寒い夜だった。選挙戦最終盤の10日、不破さんは京都は四条河原町にいた。議長を退いて8年、宣伝カーの上で黒いコートを着込んだ不破さんは「矢も盾もたまらず駆けつけてまいりました!」。その気迫に埋め尽くした支持者から大きな拍手、おばちゃんたちは「やっぱりかっこいい。ええ声やわ」。演説を私も聞いた。「自共対決」構図を強調しつつ、持ち出したのは週刊誌「アエラ」(8月11日号)に載った元官房長官、野中広務*2さんのインタビュー(聞き手はジャーナリストの青木理さん)だった。
こんなやりとりがある。
野中:
だいたい安倍さんは「戦後レジームからの脱却」と言うが、それは自分の祖父である岸信介*3元首相がA級戦犯(容疑者)にされた東京裁判を否定したいということなんだ。
青木(インタビュアー):
それは戦後世界秩序の否定です。

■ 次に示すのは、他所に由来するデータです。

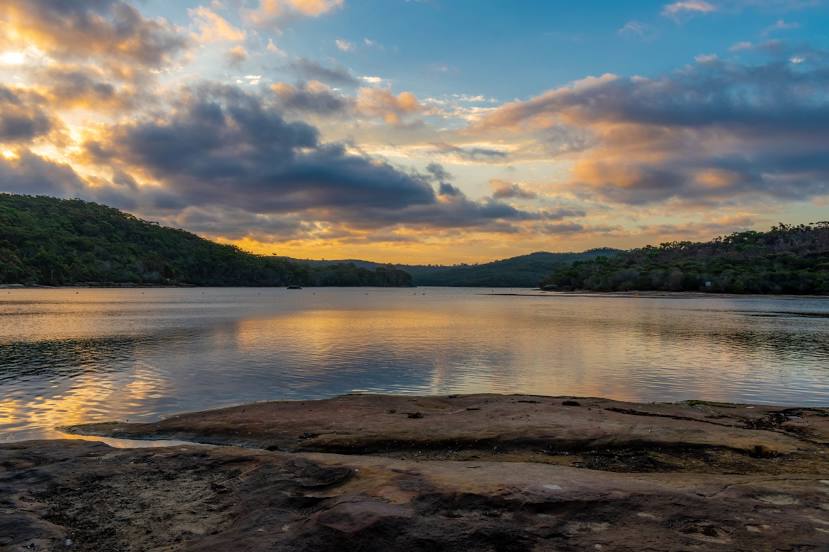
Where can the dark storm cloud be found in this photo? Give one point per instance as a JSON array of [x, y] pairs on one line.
[[221, 148], [22, 116], [33, 175]]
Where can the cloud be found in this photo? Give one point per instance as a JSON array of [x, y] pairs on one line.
[[23, 117], [221, 149], [272, 13], [716, 132], [382, 103], [28, 173], [212, 27], [780, 25], [637, 29], [236, 56], [676, 10], [111, 31], [311, 70], [344, 45], [502, 189], [471, 153], [312, 97]]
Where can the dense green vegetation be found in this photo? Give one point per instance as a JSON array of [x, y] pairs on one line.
[[50, 241], [786, 259], [522, 271]]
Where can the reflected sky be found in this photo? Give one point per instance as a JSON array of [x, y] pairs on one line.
[[71, 356]]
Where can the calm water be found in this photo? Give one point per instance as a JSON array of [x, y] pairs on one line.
[[69, 356]]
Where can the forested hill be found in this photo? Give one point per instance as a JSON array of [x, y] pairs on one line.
[[522, 271], [50, 241], [786, 259]]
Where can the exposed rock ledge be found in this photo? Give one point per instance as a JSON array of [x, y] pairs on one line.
[[478, 472]]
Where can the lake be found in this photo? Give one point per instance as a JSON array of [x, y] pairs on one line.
[[69, 356]]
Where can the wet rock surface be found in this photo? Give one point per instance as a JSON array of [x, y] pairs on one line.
[[480, 472]]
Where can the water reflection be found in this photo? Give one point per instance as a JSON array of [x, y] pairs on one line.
[[68, 357]]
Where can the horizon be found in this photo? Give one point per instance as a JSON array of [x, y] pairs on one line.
[[331, 129]]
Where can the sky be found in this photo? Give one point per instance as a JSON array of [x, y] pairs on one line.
[[422, 131]]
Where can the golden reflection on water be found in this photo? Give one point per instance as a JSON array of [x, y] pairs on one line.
[[75, 356]]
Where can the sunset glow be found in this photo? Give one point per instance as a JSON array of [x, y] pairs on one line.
[[332, 129]]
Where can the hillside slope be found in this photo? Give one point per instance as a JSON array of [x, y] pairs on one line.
[[521, 271], [786, 259], [52, 241]]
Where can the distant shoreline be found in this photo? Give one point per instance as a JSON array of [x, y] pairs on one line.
[[538, 291]]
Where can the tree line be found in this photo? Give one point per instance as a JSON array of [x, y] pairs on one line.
[[786, 259], [49, 241]]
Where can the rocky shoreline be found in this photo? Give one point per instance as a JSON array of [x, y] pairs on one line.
[[472, 472]]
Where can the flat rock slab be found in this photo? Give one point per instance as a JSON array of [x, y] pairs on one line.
[[81, 495], [593, 433], [478, 472]]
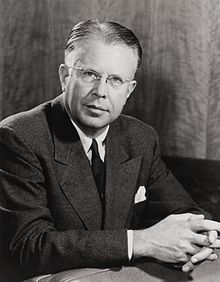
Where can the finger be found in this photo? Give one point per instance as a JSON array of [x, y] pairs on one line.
[[212, 236], [216, 244], [202, 255], [200, 239], [196, 216], [205, 225], [193, 249], [212, 257], [188, 267]]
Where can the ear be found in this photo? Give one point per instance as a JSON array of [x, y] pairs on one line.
[[63, 74], [131, 87]]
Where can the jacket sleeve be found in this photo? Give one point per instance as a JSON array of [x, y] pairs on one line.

中国や韓国ばかりか、欧米だって認めない。
野中:
自滅しますよ、こっちが。中国と韓国に外交的な攻撃をされるだけでも国の形がなくなっちゃう。それほど危険な状態になっている。不破:
「演説でも言ったけど、驚きましたよ。野中さんがここまで言ってるとはね。だって、あれだけの侵略戦争をやっておいて、侵略ではありません、正義の戦争でしたでは……。アメリカやヨーロッパでは安倍政治について、歴史修正主義だとの評価が定着してるんですから。それを野中さんは国の形がなくなっちゃうと表現した。同じ自民党(元幹事長)の古賀誠*4さんにしたって、日本遺族会の会長だったけど、遺骨収集して回れば、日本の兵隊はどんな戦場で、どんな死に方をしたかよくよくわかるわけでしょ。そうした人たちがいまの自民党に居場所がない。発言する場所がない」
毎日記者:
それで「しんぶん赤旗」が受け皿になっていると?
不破:
「ハハハ。かつての自民党の良さは『総保守連合』というところにあったんです。いろいろニュアンスの違う政治家が保守層を結集していましたから。三角大福中*5(三木武夫*6、田中角栄*7、大平正芳*8、福田赳夫*9、中曽根康弘*10)もそう。戦争を体験している世代でもありますから、あの戦争について、そう単純、単細胞的なことは言えない。それがいまや単色。それも日本にとって一番、危険な色ですよ。年が明ければ戦後70年を迎える。あの戦争は正しかったと、安倍さんがこだわればこだわるほど、国際的に歴史修正主義の国=日本との見方が激しくなります」
(中略)
それにしても永田町の風景がつまらない。「1強多弱」は野党のふがいなさのせいだけなのか。政界の生き字引は小選挙区制導入と政党助成金が元凶とみる。
不破:
「そもそも2大政党制は歴史が生み出すもの*11。アメリカの共和党と民主党も、イギリスの労働党と保守党*12もそう。日本は違う。人為的に2大政党制をつくるなんて無理ですよ。そうした無理なことの総決算がきている。私が国会にいたころは各政党、組織、政策、綱領を持ち、自民党に対抗する何ものかがあった。いまは政党助成金をいかにもらうか。こんなに政党の離合集散の激しい国はない。中選挙区時代は自民党も各派が立って、切磋琢磨(せっさたくま)したけどね」
次世代の党(注:最高顧問)の石原慎太郎*13さんが、引退会見で、民意は何を示したか、と問われ、こう答えた。
石原:
「共産党の躍進だと思う。共産党への支持は、自分たちを囲んでいる社会的な現実に対する、漠として感じている現況への不満の社会心理学的なリアクションだ」。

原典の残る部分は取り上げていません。